Motion blur, caused by relative movement between camera and scene during exposure, significantly degrades image quality and impairs downstream computer vision tasks such as object detection, tracking, and recognition in dynamic environments. While deep learning-based motion deblurring methods have achieved remarkable progress, existing approaches face fundamental challenges in capturing the long-range spatial dependencies inherent in motion blur patterns. Traditional convolutional methods rely on limited receptive fields and require extremely deep networks to model global spatial relationships.
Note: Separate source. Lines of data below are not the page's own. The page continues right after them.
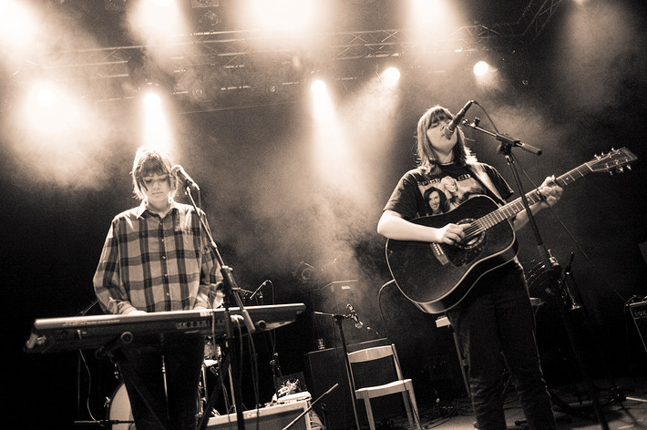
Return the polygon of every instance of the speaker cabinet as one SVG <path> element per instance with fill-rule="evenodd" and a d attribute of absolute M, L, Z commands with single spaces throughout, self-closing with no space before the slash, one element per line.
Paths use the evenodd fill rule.
<path fill-rule="evenodd" d="M 256 428 L 256 423 L 258 422 L 258 428 L 263 430 L 282 430 L 306 410 L 309 404 L 307 401 L 298 401 L 277 404 L 275 406 L 262 407 L 258 411 L 256 409 L 245 411 L 242 413 L 242 417 L 245 421 L 245 428 Z M 305 415 L 294 423 L 290 429 L 311 430 L 309 415 L 310 414 L 305 414 Z M 238 428 L 238 417 L 236 414 L 213 416 L 209 418 L 209 423 L 207 423 L 208 430 L 233 430 L 236 428 Z"/>
<path fill-rule="evenodd" d="M 349 353 L 360 349 L 373 346 L 387 345 L 390 343 L 387 339 L 376 339 L 374 341 L 362 342 L 360 343 L 350 344 L 346 347 Z M 308 383 L 308 391 L 313 395 L 313 400 L 316 400 L 330 387 L 335 384 L 339 386 L 321 400 L 314 410 L 324 422 L 328 430 L 342 430 L 354 427 L 354 415 L 353 414 L 353 400 L 348 379 L 346 377 L 345 361 L 344 358 L 344 349 L 328 348 L 321 351 L 314 351 L 305 354 L 305 373 Z M 384 372 L 388 373 L 389 370 Z M 385 375 L 379 374 L 380 369 L 372 369 L 372 374 L 355 374 L 355 379 L 365 381 L 375 380 L 375 384 L 382 384 L 380 381 Z M 391 376 L 390 374 L 388 376 Z M 399 396 L 399 397 L 398 397 Z M 399 400 L 398 400 L 399 399 Z M 400 394 L 374 399 L 373 411 L 375 422 L 386 418 L 400 416 L 405 413 L 402 396 Z M 363 404 L 358 404 L 357 414 L 360 424 L 366 421 L 365 412 Z"/>

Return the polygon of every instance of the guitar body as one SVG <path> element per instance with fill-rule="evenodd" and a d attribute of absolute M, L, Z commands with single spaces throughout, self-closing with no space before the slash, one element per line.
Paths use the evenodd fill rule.
<path fill-rule="evenodd" d="M 466 224 L 498 208 L 492 199 L 475 196 L 449 212 L 411 221 L 436 228 Z M 515 231 L 506 220 L 457 245 L 389 239 L 386 261 L 407 299 L 427 313 L 440 313 L 458 304 L 481 276 L 512 260 L 517 251 Z"/>

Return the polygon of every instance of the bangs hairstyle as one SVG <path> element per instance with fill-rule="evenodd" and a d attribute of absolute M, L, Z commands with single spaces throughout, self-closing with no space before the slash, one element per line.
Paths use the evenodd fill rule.
<path fill-rule="evenodd" d="M 171 197 L 175 197 L 178 190 L 178 179 L 170 171 L 170 159 L 168 155 L 161 154 L 151 148 L 140 148 L 135 154 L 135 159 L 132 163 L 132 177 L 133 193 L 135 196 L 143 200 L 146 195 L 142 191 L 145 189 L 144 178 L 147 176 L 169 176 L 169 185 L 171 189 Z"/>
<path fill-rule="evenodd" d="M 426 112 L 420 117 L 420 119 L 418 119 L 416 131 L 416 158 L 418 167 L 422 169 L 423 173 L 426 175 L 440 173 L 438 159 L 431 148 L 429 139 L 426 138 L 426 130 L 441 121 L 451 121 L 452 119 L 454 119 L 454 116 L 451 112 L 439 105 L 429 108 Z M 474 159 L 467 147 L 465 146 L 465 135 L 463 134 L 463 130 L 457 127 L 456 133 L 457 143 L 454 147 L 454 161 L 461 166 L 465 166 L 468 162 L 476 160 L 476 159 Z"/>

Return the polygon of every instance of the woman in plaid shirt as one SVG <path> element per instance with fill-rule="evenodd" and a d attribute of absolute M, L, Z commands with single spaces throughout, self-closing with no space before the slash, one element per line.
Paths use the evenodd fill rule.
<path fill-rule="evenodd" d="M 139 148 L 131 172 L 141 204 L 117 215 L 94 276 L 102 309 L 137 314 L 209 309 L 221 280 L 214 251 L 179 188 L 168 156 Z M 204 335 L 136 339 L 115 354 L 138 430 L 194 430 Z"/>

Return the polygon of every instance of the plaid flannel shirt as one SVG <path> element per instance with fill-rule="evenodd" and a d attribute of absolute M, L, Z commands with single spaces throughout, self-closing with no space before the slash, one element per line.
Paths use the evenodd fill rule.
<path fill-rule="evenodd" d="M 113 219 L 94 287 L 110 313 L 181 311 L 211 308 L 221 280 L 193 207 L 172 201 L 160 219 L 142 202 Z"/>

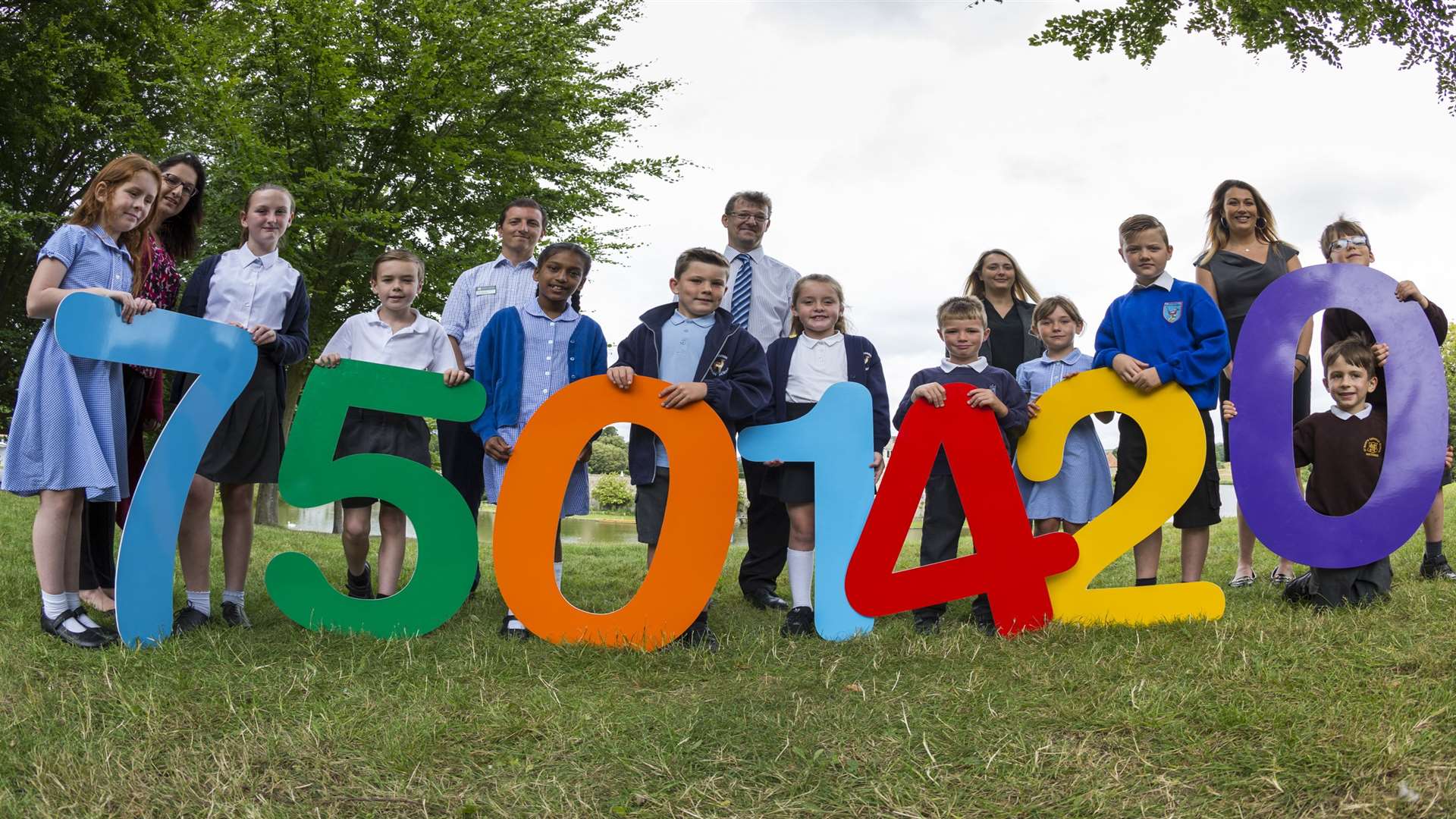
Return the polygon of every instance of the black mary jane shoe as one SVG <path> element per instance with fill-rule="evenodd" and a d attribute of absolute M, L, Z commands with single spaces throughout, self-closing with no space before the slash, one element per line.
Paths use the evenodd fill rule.
<path fill-rule="evenodd" d="M 76 616 L 76 614 L 68 611 L 61 612 L 54 618 L 45 616 L 45 612 L 41 612 L 41 631 L 61 640 L 63 643 L 70 643 L 77 648 L 100 648 L 102 646 L 106 646 L 106 638 L 102 637 L 102 634 L 95 628 L 87 628 L 84 631 L 67 630 L 66 621 L 73 616 Z"/>

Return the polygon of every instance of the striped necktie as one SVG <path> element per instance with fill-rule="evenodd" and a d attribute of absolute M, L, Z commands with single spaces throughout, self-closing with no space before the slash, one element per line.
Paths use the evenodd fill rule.
<path fill-rule="evenodd" d="M 732 286 L 732 324 L 748 329 L 748 307 L 753 306 L 753 258 L 748 254 L 738 254 L 735 261 L 743 262 L 738 268 L 738 278 Z"/>

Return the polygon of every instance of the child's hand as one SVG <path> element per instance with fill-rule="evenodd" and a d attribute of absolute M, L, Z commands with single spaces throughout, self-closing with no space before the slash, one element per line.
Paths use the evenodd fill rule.
<path fill-rule="evenodd" d="M 994 392 L 984 388 L 973 389 L 971 395 L 965 398 L 965 402 L 970 404 L 971 407 L 981 407 L 984 410 L 990 410 L 992 412 L 996 412 L 997 418 L 1005 418 L 1006 412 L 1010 412 L 1010 410 L 1006 408 L 1002 399 L 996 398 Z"/>
<path fill-rule="evenodd" d="M 700 380 L 684 380 L 668 386 L 657 396 L 667 410 L 677 410 L 708 398 L 708 385 Z"/>
<path fill-rule="evenodd" d="M 1131 383 L 1143 392 L 1152 392 L 1163 385 L 1163 379 L 1158 377 L 1158 367 L 1147 367 L 1137 373 Z"/>
<path fill-rule="evenodd" d="M 1112 372 L 1117 373 L 1117 377 L 1123 379 L 1127 383 L 1133 383 L 1133 379 L 1137 377 L 1137 373 L 1146 369 L 1147 369 L 1147 361 L 1139 361 L 1137 358 L 1128 356 L 1127 353 L 1118 353 L 1117 356 L 1112 357 Z"/>
<path fill-rule="evenodd" d="M 939 410 L 941 407 L 945 407 L 945 388 L 935 382 L 922 383 L 920 386 L 914 388 L 914 392 L 910 393 L 910 398 L 911 399 L 919 398 L 930 404 L 930 407 Z"/>
<path fill-rule="evenodd" d="M 612 367 L 607 370 L 607 380 L 622 389 L 632 386 L 632 367 Z"/>
<path fill-rule="evenodd" d="M 278 334 L 271 326 L 258 325 L 249 329 L 248 332 L 252 334 L 253 344 L 256 344 L 258 347 L 264 347 L 272 344 L 274 341 L 278 341 Z"/>
<path fill-rule="evenodd" d="M 1424 310 L 1431 305 L 1430 299 L 1421 294 L 1421 289 L 1415 286 L 1414 281 L 1402 281 L 1395 286 L 1395 297 L 1401 302 L 1415 300 L 1417 305 Z"/>
<path fill-rule="evenodd" d="M 511 444 L 505 443 L 505 439 L 501 436 L 491 436 L 485 442 L 485 453 L 505 463 L 511 459 Z"/>

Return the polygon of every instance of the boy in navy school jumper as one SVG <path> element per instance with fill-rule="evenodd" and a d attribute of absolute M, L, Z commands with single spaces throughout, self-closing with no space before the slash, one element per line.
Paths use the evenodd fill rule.
<path fill-rule="evenodd" d="M 722 418 L 728 436 L 737 421 L 769 402 L 769 369 L 763 347 L 732 324 L 718 305 L 728 286 L 728 259 L 718 251 L 692 248 L 677 256 L 668 287 L 677 302 L 642 313 L 642 324 L 620 344 L 607 370 L 612 383 L 632 386 L 633 375 L 673 382 L 658 393 L 662 407 L 681 408 L 706 401 Z M 681 455 L 680 455 L 681 456 Z M 638 541 L 646 544 L 648 565 L 667 512 L 668 461 L 661 442 L 646 427 L 632 426 L 628 471 L 636 490 Z M 705 608 L 677 638 L 686 646 L 718 648 Z"/>
<path fill-rule="evenodd" d="M 981 344 L 990 337 L 986 329 L 986 305 L 980 299 L 957 296 L 946 299 L 935 312 L 939 329 L 936 334 L 945 344 L 946 357 L 936 367 L 926 367 L 910 376 L 910 388 L 895 410 L 895 428 L 904 424 L 906 412 L 916 399 L 929 401 L 933 407 L 945 407 L 948 383 L 968 383 L 971 391 L 967 402 L 996 412 L 1000 424 L 1002 443 L 1010 452 L 1010 440 L 1026 430 L 1026 393 L 1016 383 L 1016 376 L 1000 367 L 993 367 L 981 356 Z M 955 557 L 961 542 L 961 528 L 965 526 L 965 509 L 955 491 L 951 462 L 942 449 L 935 456 L 930 478 L 925 485 L 925 519 L 920 530 L 920 565 L 930 565 Z M 914 611 L 914 630 L 930 634 L 941 625 L 945 603 Z M 986 634 L 996 632 L 990 600 L 978 595 L 971 602 L 971 616 Z"/>
<path fill-rule="evenodd" d="M 1118 227 L 1118 254 L 1137 281 L 1108 306 L 1096 331 L 1092 366 L 1109 366 L 1118 377 L 1144 392 L 1178 382 L 1203 417 L 1203 477 L 1174 514 L 1174 526 L 1182 530 L 1182 581 L 1191 583 L 1203 579 L 1208 526 L 1219 522 L 1219 466 L 1208 410 L 1219 404 L 1219 372 L 1230 356 L 1229 328 L 1203 287 L 1176 280 L 1163 270 L 1174 248 L 1162 222 L 1147 214 L 1130 216 Z M 1114 503 L 1133 488 L 1147 462 L 1147 440 L 1137 423 L 1121 415 L 1117 431 Z M 1133 546 L 1137 586 L 1158 581 L 1162 546 L 1162 528 Z"/>
<path fill-rule="evenodd" d="M 1367 401 L 1380 385 L 1376 353 L 1358 335 L 1325 350 L 1325 389 L 1335 399 L 1328 412 L 1315 412 L 1294 424 L 1294 466 L 1310 466 L 1305 501 L 1321 514 L 1342 516 L 1358 510 L 1380 481 L 1385 462 L 1385 407 Z M 1223 402 L 1223 417 L 1238 410 Z M 1452 450 L 1446 447 L 1446 468 Z M 1284 587 L 1291 603 L 1337 608 L 1366 605 L 1390 596 L 1390 557 L 1348 568 L 1319 568 Z"/>

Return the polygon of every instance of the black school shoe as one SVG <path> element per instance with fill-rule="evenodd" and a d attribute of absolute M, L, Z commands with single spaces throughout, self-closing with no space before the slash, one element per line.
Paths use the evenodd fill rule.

These limitations motivate the need for alternative approaches that incorporate physical priors to guide feature evolution during restoration. In this paper, we propose a progressive training framework that integrates physics-informed PDE dynamics into state-of-the-art restoration architectures. By leveraging advection-diffusion equations to model feature evolution, our approach naturally captures the directional flow characteristics of motion blur while enabling principled global spatial modeling. Our PDE-enhanced deblurring models achieve superior restoration quality with minimal overhead, adding only approximately 1\% to inference GMACs while providing consistent improvements in perceptual quality across multiple state-of-the-art architectures. Comprehensive experiments on standard motion deblurring benchmarks demonstrate that our physics-informed approach improves PSNR and SSIM significantly across four diverse architectures, including FFTformer, NAFNet, Restormer, and Stripformer. These results validate that incorporating mathematical physics principles through PDE-based global layers can enhance deep learning-based image restoration, establishing a promising direction for physics-informed neural network design in computer vision applications.

Paper Structure

This paper contains 25 sections, 4 equations, 2 figures, 5 tables.

Figures (2)

  • Figure 1: High-level architecture of the image restoration network. The network follows a U-Net style encoder-decoder structure, where the input degraded image y is progressively downsampled through encoder blocks (Encoder Block 1 to N) via max pooling operations. At the bottleneck, global layers process the latent representation at the coarsest scale. The decoder path progressively upsamples the features through decoder blocks (Decoder Block N to 1) using upward convolutions to reconstruct the restored image x*. Skip connections between corresponding encoder and decoder blocks preserve spatial information across scales. The global layers at the bottleneck serve as the primary location for integrating physics-informed processing.
  • Figure 2: The Global Layer using PDE models motion blur through learned parameters (u, v), blur kernel f, and diffusion coefficients (Dx, Dy). Progressive increase of iteration steps K during training maintains constant total time T while improving computational efficiency, following the diffusion PDE framework of kag2022.